All of those places can be identified, except perhaps for Pul. Tarshish is Tartessus on the Mediterranean coast of Spain, which was described by Herodotus in the 5th century BC to have been a mercantile seaport even before the Trojan War. Pul only appears elsewhere as the name of an Assyrian king. Commentators try to confuse it for Phut, a Hamitic tribe often associated with the Lubim, who were on the coast of North Africa before the Phoenicians. Lud are the Lydians of Anatolia and northern Italy, where they were called Etruscans in later history. Tubal was a Japhethite tribe originally on the Black Sea near the Caucasus Mountains, but later, along with Meshech, driven north through the Caucasus into what is now Russia. Finally, Javan are the Ionian Greeks of Attica (Athens) and western Anatolia, although they also had settlements on the Black Sea and in the Danube River valley, and Marseilles.

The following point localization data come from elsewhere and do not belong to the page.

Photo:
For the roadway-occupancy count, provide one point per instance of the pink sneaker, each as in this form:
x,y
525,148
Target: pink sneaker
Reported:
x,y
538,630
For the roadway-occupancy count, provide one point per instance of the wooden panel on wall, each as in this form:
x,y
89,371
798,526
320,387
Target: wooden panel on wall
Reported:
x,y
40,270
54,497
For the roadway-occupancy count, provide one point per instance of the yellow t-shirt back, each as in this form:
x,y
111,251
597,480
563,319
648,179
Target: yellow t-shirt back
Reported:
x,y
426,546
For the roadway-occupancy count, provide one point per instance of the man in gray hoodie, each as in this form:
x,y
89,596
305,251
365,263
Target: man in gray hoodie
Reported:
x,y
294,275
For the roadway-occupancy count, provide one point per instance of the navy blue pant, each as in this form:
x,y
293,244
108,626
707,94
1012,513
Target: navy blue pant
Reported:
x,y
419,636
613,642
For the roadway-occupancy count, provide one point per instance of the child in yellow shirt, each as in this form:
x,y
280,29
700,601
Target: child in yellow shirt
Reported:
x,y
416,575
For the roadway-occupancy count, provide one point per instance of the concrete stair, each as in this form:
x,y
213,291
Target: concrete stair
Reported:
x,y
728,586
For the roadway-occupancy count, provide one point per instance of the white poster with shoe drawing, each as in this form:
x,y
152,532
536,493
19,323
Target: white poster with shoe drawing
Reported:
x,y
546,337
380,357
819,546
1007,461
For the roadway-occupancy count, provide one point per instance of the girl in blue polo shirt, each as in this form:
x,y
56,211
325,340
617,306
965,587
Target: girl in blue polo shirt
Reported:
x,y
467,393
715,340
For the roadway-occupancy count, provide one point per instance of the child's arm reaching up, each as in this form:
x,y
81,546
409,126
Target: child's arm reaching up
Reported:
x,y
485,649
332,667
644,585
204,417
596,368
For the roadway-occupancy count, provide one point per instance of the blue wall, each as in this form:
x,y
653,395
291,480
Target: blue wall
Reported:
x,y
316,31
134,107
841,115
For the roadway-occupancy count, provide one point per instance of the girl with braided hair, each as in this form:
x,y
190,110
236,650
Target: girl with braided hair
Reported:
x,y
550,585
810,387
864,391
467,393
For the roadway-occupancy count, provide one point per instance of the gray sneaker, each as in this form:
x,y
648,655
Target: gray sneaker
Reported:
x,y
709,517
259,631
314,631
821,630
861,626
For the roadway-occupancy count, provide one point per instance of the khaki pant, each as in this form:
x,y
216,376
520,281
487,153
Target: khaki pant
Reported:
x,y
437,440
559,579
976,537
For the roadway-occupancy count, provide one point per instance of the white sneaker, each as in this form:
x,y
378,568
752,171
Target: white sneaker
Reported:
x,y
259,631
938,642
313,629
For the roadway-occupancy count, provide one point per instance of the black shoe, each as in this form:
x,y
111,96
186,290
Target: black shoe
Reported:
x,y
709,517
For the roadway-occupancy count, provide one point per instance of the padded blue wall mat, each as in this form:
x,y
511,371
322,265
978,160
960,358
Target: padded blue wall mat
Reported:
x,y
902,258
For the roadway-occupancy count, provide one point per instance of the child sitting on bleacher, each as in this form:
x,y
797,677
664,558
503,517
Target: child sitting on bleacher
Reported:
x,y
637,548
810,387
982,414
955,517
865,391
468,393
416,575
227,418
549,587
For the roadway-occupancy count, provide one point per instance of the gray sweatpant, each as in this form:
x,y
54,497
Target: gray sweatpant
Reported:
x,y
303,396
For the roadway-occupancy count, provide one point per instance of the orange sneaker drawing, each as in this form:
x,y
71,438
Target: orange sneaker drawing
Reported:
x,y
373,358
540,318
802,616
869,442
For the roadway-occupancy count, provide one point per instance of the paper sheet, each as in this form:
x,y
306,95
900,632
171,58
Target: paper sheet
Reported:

Within three hundred years after Isaiah wrote, the Kimmerians and Scythians began appearing in and over-running all of these places, in western Anatolia, all around the Black Sea, Greece, northern Italy and Spain. So we either imagine that half of Europe was overrun by negroes or by Arab-looking Jews some time after Isaiah had written these words, or we imagine that the Israelites were the Germanic Kimmerians and Scythians who were also called Sakae, whose migrations into Europe at this very time were recorded by the Greeks, and who were later called Galatae, and by the Romans, Gauls and Germans.